Soru: Dijital para konusunda daha görünür adımlar atacağınızı söylemiştiniz bugün geldiğimiz noktada neredeyiz?
Cevap: Dijital para ile ilgili en yeterli noktaya gelmiş bankalardan biriyiz. Havelsan, Aselsan, TÜBİTAK ile birlikte çok önemli çalışma sürdürüyoruz. Pilot basamağına da geldik. Yıl sonundan önce pilot uygulamasına başlayacağız. Öteki merkez bankaları ile kıyasladığımızda çalışmalarımızın ileri safhada olduğunu çarçabuk söylüyorum.

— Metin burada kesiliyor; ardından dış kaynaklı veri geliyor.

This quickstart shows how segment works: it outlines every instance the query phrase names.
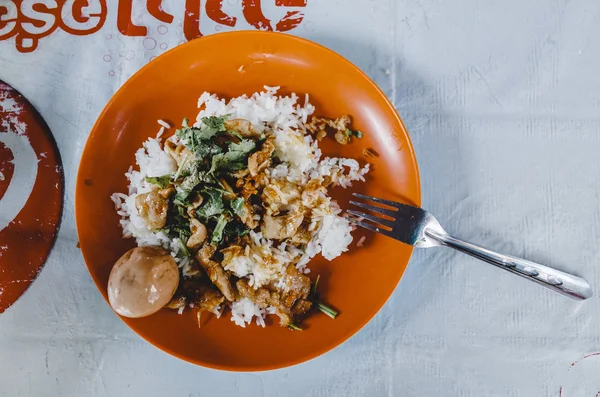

Soru: Bir süredir Merkez Bankası’nın altın rezervlerinin arttığını görüyoruz. Bu bir şeylere hazırlık mı?
Cevap: Altın rezervleri ile TCMB eleştiriliyor. Artırıyoruz kızıyorsunuz, azalıyor kızıyorsunuz. Ne güzel altın rezervlerimiz var. Biz hem yastık altının teşvik edilmesi hem öbür altınların iktisada kazandırılması noktasında teşvik edici önemli kararlar aldık. KKM’yi de burada görmek lazım. Onların tesiriyle TCMB altın rezervleri önemli derecede artıyor, bunu bir şeylere bağlamanın manası yok. 2017’de yurt dışındaki altınların getirilmesi ve yastık altı altınların getirilmesi cevherlerin TL ile Merkez Bankası’na satılmasıyla altın rezervleri önemli noktaya geldi. Bu siyasetlere ek katkılarla sürdürüyoruz, altın rezervleri daha da artacak. Türkiye’nin çok önemli altın potansiyeli var bunun iktisada katılması noktasında çalışmalar yapıyoruz. Çok uygun sonuçlar alacağız.”